Bayern Munich confirmed on Friday that their left back and Canada’s captain suffered a left hamstring injury in the Champions League semifinal against Paris Saint-Germain. The club says he will be out for “several weeks” after the 1-1 draw on Wednesday, a timeline that runs uncomfortably close to Canada’s World Cup opener on June 12 against Bosnia-Herzegovina in Toronto.

For Jesse Marsch and Canada Soccer, this is the scenario they dreaded.

Canada’s star, another setback

Davies is not just another name on the teamsheet. He is the face of the men’s program, its tempo, its electricity. Fifteen goals and 17 assists in 58 appearances for his country, including Canada’s first-ever men’s World Cup goal in 2022, tell only part of the story. When he is fit, Canada looks like a different team. A bigger team.

But staying fit has become the battle.

This is already Davies’s third injury since he returned on Dec. 8 from a 260-day layoff caused by a torn cruciate ligament in his right knee. He missed Feb. 22 to March 9 with a muscle fibre tear. He then sat out from March 11 to April 2 with a right hamstring problem. Now the left hamstring has gone.

Each time he climbs back, another setback drags him down.

Canada Soccer, fully aware of what he means to the campaign, moved quickly to underline its involvement. The federation said it remains in close contact with Bayern’s medical staff and is monitoring every step of his recovery.

“Our focus is on supporting his recovery and providing every available resource, including specialized soft tissue expertise, to give him the best possible pathway back to full fitness ahead of the FIFA World Cup,” the governing body said.

That phrase — “pathway back to full fitness” — will define Canada’s next few weeks.

Old tensions, fresh worries

Davies has not played for Canada since suffering the cruciate ligament tear during Nations League action against the United States in March 2025, an injury that opened a rift between club and country.

Bayern publicly criticized the Canadian national team at the time, arguing that Davies had not undergone proper medical evaluations before boarding a flight back to Germany. Canada Soccer pushed back, insisting that “proper care protocols were followed.”

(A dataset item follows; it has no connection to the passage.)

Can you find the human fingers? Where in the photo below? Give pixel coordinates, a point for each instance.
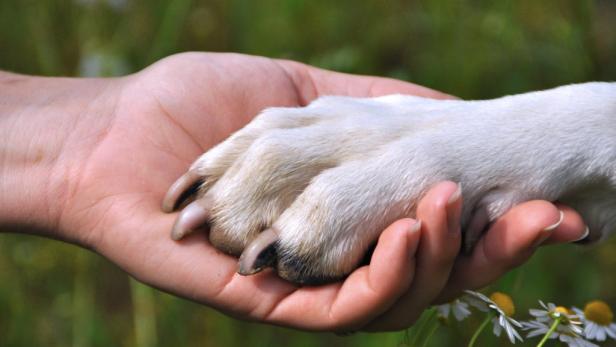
(510, 241)
(365, 294)
(439, 212)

Those tensions now sit in the background as both sides again try to navigate his health in a World Cup year. Bayern, who have already seen Davies help deliver seven Bundesliga titles and the 2020 Champions League, will not rush him. Canada cannot afford to.

The calendar offers no sympathy. The World Cup, co-hosted by Canada, the United States and Mexico, is almost here. The opener in Toronto is fixed. The questions around their captain are not.

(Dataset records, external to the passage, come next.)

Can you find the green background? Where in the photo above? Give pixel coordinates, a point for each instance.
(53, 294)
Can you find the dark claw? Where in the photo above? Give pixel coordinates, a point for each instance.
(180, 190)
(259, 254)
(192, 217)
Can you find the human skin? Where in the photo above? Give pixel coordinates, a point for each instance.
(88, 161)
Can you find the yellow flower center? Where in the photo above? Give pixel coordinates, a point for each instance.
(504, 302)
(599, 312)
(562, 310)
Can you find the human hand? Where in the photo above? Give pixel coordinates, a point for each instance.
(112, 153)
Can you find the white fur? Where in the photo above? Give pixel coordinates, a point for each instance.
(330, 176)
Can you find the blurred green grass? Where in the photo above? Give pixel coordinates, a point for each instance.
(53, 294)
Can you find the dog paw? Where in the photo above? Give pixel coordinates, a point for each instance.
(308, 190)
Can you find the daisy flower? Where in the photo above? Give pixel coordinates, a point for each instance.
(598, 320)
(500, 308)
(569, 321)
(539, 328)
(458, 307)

A squad held together by tape

Davies’s injury lands in a Canadian camp already bruised.

Centre back Moise Bombito is still fighting his way back from a broken leg suffered in October. Midfielder Ali Ahmed left Norwich City’s season finale last weekend with an apparent injury, adding another layer of concern in the middle of the park. Toronto FC fullback Richie Laryea is currently sidelined with a thigh issue, though expectations remain that he will recover in time for the tournament.

Several other pillars of Marsch’s side have only just emerged from the treatment room themselves. Winger Tajon Buchanan, midfield anchor Stephen Eustaquio and defender Alistair Johnston have all recently returned from injuries, each one carefully managed back toward full minutes.

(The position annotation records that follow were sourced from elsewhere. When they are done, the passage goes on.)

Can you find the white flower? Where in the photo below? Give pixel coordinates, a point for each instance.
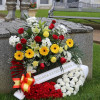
(80, 83)
(70, 75)
(13, 40)
(68, 93)
(61, 29)
(75, 79)
(70, 90)
(46, 42)
(59, 80)
(67, 85)
(72, 83)
(69, 56)
(77, 74)
(31, 21)
(82, 79)
(75, 92)
(63, 89)
(66, 80)
(80, 61)
(64, 94)
(62, 83)
(57, 86)
(77, 87)
(65, 76)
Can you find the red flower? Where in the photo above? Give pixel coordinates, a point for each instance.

This is not the smooth, ideal buildup of a co-host preparing to showcase itself to the world. It is a race against time, held together by medical reports and cautious optimism.

Canada’s equation without its catalyst

Strip away the emotion and the equation is stark. With Davies, Canada carries a player who can break a press on his own, stretch a back line, or rescue a game with a single burst down the flank. Without him, the team must lean harder on structure, on collective discipline, on players who are themselves managing their way back to fitness.

The margin for error shrinks.

For now, Canada Soccer can only stay on the phone with Munich, trust the specialists, and hope that “several weeks” leaves just enough room for their captain to step onto the pitch in June.

The World Cup is coming to Canada. The country’s brightest star is racing the clock to be there when it does.